Remodel Timeline

How Long Is Your Remodel Project Going To Take?

When you’re starting a remodeling project, there’s always someone asking the question, “How long is this going to take?”. Budgeting the time for a remodel project is just as important as budgeting the money.

Calculating how long a project is going to take is important for planning purposes. If you do a good job, there will be fewer surprises regarding delays and budget overruns. A project can be divided into several parts. First, there’s planning and permitting. Next, there’s demolition and the clean up related to that. That is followed by construction and inspection. Finally, we have final clean up and decorating.

There are variables all along the process. Let’s look at an example of a remodel project for a bathroom. The first decision is when do you “start the clock” running on a project? Before you even start a project, you should do the planning and preliminary shopping for materials and supplies. Unless you have a complicated project, it should take you one trip to your local building department to determine what plans you need to submit for a permit.

At this point, you want to draw up any plans required. It doesn’t hurt to start to research lead times for materials and contractors. Remember, the clock? At this point, it hasn’t started ticking yet. A trip to your local building department should be completed within 1 or 2 days. If you need a permit you can’t start demolition until the permit is issued. It is unrealistic that you can walk into the building department in the middle of Friday afternoon and walk out with a permit so you can start demolition on Saturday morning.

Budget one to two days for permitting. Apply for the permit early in the week so you can start as quickly as possible. Once you have your permit in hand, you can start the demolition project. You’ll want to budget 2 or 3 days to cover getting a dumpster delivered and performing the demo work. A contractor can usually work faster at demolition than the average homeowner. Keep that constraint in mind.

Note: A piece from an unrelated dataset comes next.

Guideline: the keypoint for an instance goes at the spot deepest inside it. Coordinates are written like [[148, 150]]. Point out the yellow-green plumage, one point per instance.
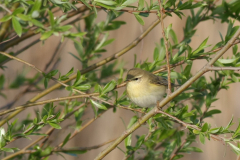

Order any fixtures, tile or cabinets that you need for the project. Get estimated delivery lead times when you do so. Once you’ve removed the existing cabinets, fixtures, tiling, and drywall it could take a day to clean up. TV reality shows aren’t realistic when they portray a contractor going in with a sledgehammer and making a few hits on the wall and finishing quickly. You or your contractor will have to make sure that electricity and water are turned off to the area. Removing a tub or toilet usually takes more time than you had planned. Now that the area is prepped for work, electrical and plumbing work can begin.

Know when you’re going to need inspections. As soon as tasks to be inspected are completed, call for an inspection. If for some reason you don’t pass, you’ll have to go back and correct anything the inspector requires. Assuming you pass initial inspections, you can begin to proceed with installing drywall and subflooring material. After that portion is finished, you can get to the “fun” part of the project – beginning the finish work.

Once you’ve finished the project, there’s the final inspection and clean up. You must keep ahead of your contractors so you know what work has been completed and what tasks remain. Get time estimates and add in an extra day to cover weather-related delays along with delivery delays. You have to work ahead on this so you are not faced with walking into a tile store and finding out that what you want has to be custom ordered and will take 6 weeks.

As you can see, budgeting time for a project is not necessarily an exact science. A remodeling company can usually estimate fairly closely what it will take in terms of time. If you’re doing part of the work yourself, you can easily run into time overruns.

If you do have to come up with an estimate of how long the project is going to take, be conservative. Being able to under promise and then over deliver can reduce any frustration associated with a remodeling project. In the end, you can make a rough estimate of how long it will take, but keeping the project on track and moving ahead could take longer than anticipated.